A call for more investment into mobile intensive care ambulance vehicles and MICA training has come to a head following a callout to a Moe home last month.
MICA paramedics saved Geoff Herben from a heart attack in August when they administered a pre-hospital procedure called thrombolysis which breaks up a clot in a blood vessel.
His wife Bev said they carried out constant electrocardiography – which records the electrical activity of the heart – and administered painkillers.
Five days later he underwent a five-way heart bypass at Monash Health, Clayton.
“He was very, very lucky that we were the ones that got that ambulance,” Ms Herben said.

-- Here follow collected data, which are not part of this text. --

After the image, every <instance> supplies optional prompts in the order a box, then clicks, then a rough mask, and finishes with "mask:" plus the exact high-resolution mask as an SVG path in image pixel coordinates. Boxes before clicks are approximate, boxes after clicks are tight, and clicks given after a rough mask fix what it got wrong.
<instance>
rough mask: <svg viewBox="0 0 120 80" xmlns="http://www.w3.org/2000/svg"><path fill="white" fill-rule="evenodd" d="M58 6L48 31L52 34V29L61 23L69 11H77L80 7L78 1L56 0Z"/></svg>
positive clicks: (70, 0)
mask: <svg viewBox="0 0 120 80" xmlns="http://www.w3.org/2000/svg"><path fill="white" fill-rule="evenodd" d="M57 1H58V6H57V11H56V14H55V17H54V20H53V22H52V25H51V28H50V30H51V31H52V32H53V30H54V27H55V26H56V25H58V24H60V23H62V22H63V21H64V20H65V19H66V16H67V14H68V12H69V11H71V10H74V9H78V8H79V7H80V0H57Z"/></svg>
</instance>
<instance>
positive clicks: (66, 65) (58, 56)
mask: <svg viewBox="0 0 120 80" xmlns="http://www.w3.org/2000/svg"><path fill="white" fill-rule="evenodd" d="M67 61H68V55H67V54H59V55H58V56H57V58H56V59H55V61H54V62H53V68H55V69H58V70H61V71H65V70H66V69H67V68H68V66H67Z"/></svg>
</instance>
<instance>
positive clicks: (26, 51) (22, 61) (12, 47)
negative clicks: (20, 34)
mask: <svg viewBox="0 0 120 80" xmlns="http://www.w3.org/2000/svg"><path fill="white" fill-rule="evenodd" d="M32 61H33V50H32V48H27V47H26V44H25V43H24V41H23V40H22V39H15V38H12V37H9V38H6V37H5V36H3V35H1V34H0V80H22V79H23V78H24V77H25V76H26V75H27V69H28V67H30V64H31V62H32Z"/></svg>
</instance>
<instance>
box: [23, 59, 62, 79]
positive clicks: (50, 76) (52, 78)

The couple feel bittersweet about the event, because to save a life in their family, they took a MICA unit out of the region.
“All the stars were aligned, but for another person they may not have been,” Mr Herben said.
Latrobe has MICA-qualified paramedics based at Morwell, Moe, Traralgon and the Latrobe Valley airport, according to Ambulance Victoria.
Mr Hill said advanced life support paramedics were more highly skilled than ever before, but there was always a need for more MICA paramedic units in rural Victoria.
“Quite often towns end up being uncovered because crews have to transport long distances to get to hospital, particularly a major hospital,” Mr Hill said.
“So if a crew from Gippsland had to take a critically-ill patient to Melbourne, they would leave their area uncovered and that means crews have to come from further away to cover those locations.”
Ambulance Victoria acting regional director Gippsland Paul James said Gippsland had 46 MICA paramedics, which was on par with regional centres across the state.
“All paramedics in Gippsland and in regional Victoria, not just MICA, can now give clot-busting drugs to patients experiencing a heart attack,” Mr James said.
“Gippsland piloted pre-hospital thrombolysis with MICA paramedics in March 2014 and Advanced Life Support (ALS) paramedics now have the same training and skills to administer this lifesaving medication.”
The “missing piece of the puzzle” in ambulance investment for Mr Hill is in non-emergency transport sector which picks up the work paramedics do not attend.
“Ambulance Victoria are closer than ever to hitting response time targets … so the work been done … has been very effective and that has to continue,” Mr Hill said.
What he said had to continue was investment in paramedic numbers, work to ensure clinical guidelines were relevant, modern and up-to-date and a strong and well-regulated non-emergency transport sector.
A spokesperson for Health Minister Jill Hennessy said ambulances were arriving at code one emergencies faster than ever before.
“The Andrews Labor Government’s $500 million investment in Victoria’s ambulance system has recruited 450 new paramedics, put more vehicles on the road and opened more ambulance stations across the state, including Gippsland,” the spokesperson said.